A question has recently come up that goes beyond my knowledge of special relativity. Suppose a pilot has his foot on the gas pedal of a rocket ship and keeps it applied to achieve a constant acceleration, and he has a magical engine that can maintain the thrust needed to accomplish such acceleration even as the vehicle acquires mass. He measures his acceleration at periodic intervals and sums it up as he goes.
Observers perceive the rocket to increase in speed and gradually approach the speed of light (but never reach it). Two possibilities are being debated for what the pilot observes, and my preference is for the first:
- Time dilation gives him the impression that the summation of his readings are approaching light speed at a constant rate, but there is an asymptote involved here even in the inertial frame such that he never actually perceives himself to reach, let alone exceed, $c$, because time slows down to a crawl (as seen from the reference frame) before this can happen.
- Although to observers he is only approaching $c$, it is possible for the summation of the measurements on his accelerometer to indicate that he has surpassed $c$ and is now traveling faster than light. From the reference frame he is approaching $c$ and his instruments in the inertial frame tell him that he has surpassed it.
I assume (1) is true beyond a doubt? If so, is there a straightforward explanation for this?
Answer
The equations you need are given in John Baez's article on the relativistic rocket. If $T$ is the time measured on the rocket, and $V$ is the velocity measured on the rocket, then the equation you need is:
$$ V = c \tanh \left( \frac{aT}{c} \right ) $$
For a rocket accelerating at $g$ the velocity time looks like:
So, as you guessed, option (1) is the correct answer.

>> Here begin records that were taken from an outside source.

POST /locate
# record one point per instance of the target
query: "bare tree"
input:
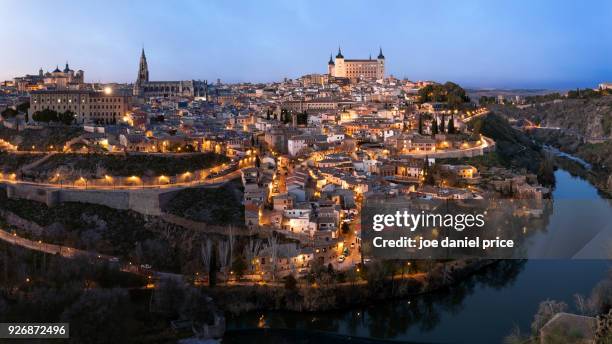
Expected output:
(223, 255)
(207, 254)
(251, 250)
(273, 250)
(231, 241)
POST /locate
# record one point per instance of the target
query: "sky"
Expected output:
(553, 44)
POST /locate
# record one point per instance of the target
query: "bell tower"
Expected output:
(143, 69)
(143, 75)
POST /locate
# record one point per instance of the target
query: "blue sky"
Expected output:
(531, 44)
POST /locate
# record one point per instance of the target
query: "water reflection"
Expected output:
(480, 309)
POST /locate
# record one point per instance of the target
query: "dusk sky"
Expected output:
(504, 44)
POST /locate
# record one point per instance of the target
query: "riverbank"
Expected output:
(326, 294)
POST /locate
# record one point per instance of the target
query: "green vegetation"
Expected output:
(121, 233)
(606, 123)
(450, 93)
(9, 112)
(598, 154)
(10, 162)
(128, 165)
(514, 149)
(488, 160)
(92, 297)
(217, 206)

Bear in mind that the crew of the rocket assume they are stationary and that the rest of the universe is accelerating towards them. Their situation is as if they were stationary in a constant gravitational field of $g$ and were observing everything else falling towards them in that field. It should come as no surprise that they do not observe any superluminal velocities.
If you're interested in taking this further, the coordinate system for a uniformly accelerating observer is called the Rindler coordinates.
Incidentally, one of the few things observers in two frames will agree on is their relative speed (measured as the two observers meet i.e. when they're at the same point in space). You'll find that the time dilation and length contraction balance each other out to give both frames the same relative speed.